The call for papers makes these suggestions for themes:
  • The sociology of Religious Education
  • Clandestine knowledge and religious identity
  • The legitimation & de-legitimation of religious knowledge
  • Guardianship and control of religious knowledge
  • The legacy of the sociology of knowledge
  • Epistemological challenges facing the sociology of religion
  • Resurgent secularism and the 'New Atheism'

Confirmed speakers include Professor Steve Fuller, University of Warwick (the sociology of the intelligent design movement), Professor Elizabeth Cooksey, Ohio State University (the Amish), and Professor David Chalcraft, University of Derby (sociological approaches to Biblical texts). The conference organiser is Dr. Matthew Guest, a Lancaster grad and alternative worship kinda guy - see also his 2006 emerging church article written with Steve Taylor in the International Journal for the Study of the Christian Church. The deadline for abstracts is January 12... Hmm, mulling it over...

Sunday, November 02, 2008

Reading Spiritualities Published

Stemming from a Lancaster University conference a couple of years back, my supervisor Dr. Deborah F. Sawyer and fellow PhD student Dawn Llewellyn have collected several papers together to form a publication entitled Reading Spiritualities: Constructing and Representing the Sacred.

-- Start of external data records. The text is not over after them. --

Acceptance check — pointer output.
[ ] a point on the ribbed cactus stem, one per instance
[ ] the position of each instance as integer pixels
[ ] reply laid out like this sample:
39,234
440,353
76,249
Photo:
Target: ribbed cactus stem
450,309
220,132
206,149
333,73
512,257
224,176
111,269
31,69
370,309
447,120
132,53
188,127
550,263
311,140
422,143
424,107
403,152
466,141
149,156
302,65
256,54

Here's some blurb: "The phenomenon of 'sacred text' has undergone radical deconstruction in recent times, reflecting how religion has broken out of its traditional definitions and practices, and how current literary theories have influenced texts inside the religious domain and beyond. "Reading Spiritualities" presents both commentary and vivid examples of this evolution, engaging with a variety of reading practices that work with traditional texts and those that extend the notion of 'text' itself. The contributors... open up understandings of where and how 'sacred texts' are emerging and being reassessed within contemporary religious and spiritual contexts; and make room for readings where the spiritual resides not only in the textual, but in other unexpected places... [The book] offers a unique and well-focussed 'snapshot' of the textual constructions and representations of the sacred within the contemporary religious climate - accessible to the general reader, as well as more specialist interests of students and researchers working in the crossover fields of religious, theological, cultural and literary studies."


And the table of contents:

  • "Introduction," Deborah F. Sawyer and Dawn Llewellyn
  • "Getting a/cross god: An Interview with Michèle Roberts," Michèle Roberts, Dawn Llewellyn and Deborah F. Sawyer
  • "The Sacred in Caribbean Literature: A Theological Conversation," Michael N. Jagessar
  • "Dramatic Improvisation: A Jazz Inspired Approach to Undertaking Theology with the Marginalized," Anthony G. Reddie
  • "‘Gendering the Spirit’: Reading Women’s Spiritualities with a Comparative Mirror," Ursula King
  • "Our Sacred Texts: Literature, Theology and Feminism," Heather Walton
  • "The Desire for Interactivity and the Emerging Texts of the Blogosphere," Katharine Sarah Moody
  • "Spiritual Themes and Identities in Chicana Texts: The Virgin of Guadalupe as a Role Model for Womanhood," María Antonia Álvarez
  • "Bihishti Zewar: A Text for Respectable Women?" Raana Bokhari
  • "Forming Community in the Third Wave: Literary Texts and Women’s Spiritualities," Dawn Llewellyn
  • "Solomon’s Narrative: Architecture, Text and the Sacred," Ozayr Saloojee
  • "Reading Texts, Watching Texts: Mythopoesis on Neopagan Websites," Maria Beatrice Bittarello
  • "Word and Image: Burgess, Zeffirelli, and Jesus the Man of Nazareth," Graham Holderness
  • "Do Not Hide Your Face From Me: The Sacred and Profane Body in Art and Modern Literature," David Jasper

My chapter, "The Desire for Interactivity and the Emerging Texts of the Blogosphere," focuses upon the ways in which the UK emerging church milieu (when I wrote the paper I was using the language of "emerging Christian communities") use online texts, particularly blogs, from the perspective of recent literary theory. I've blogged about it before - here - but wanted to draw attention to it again now we've gone to print!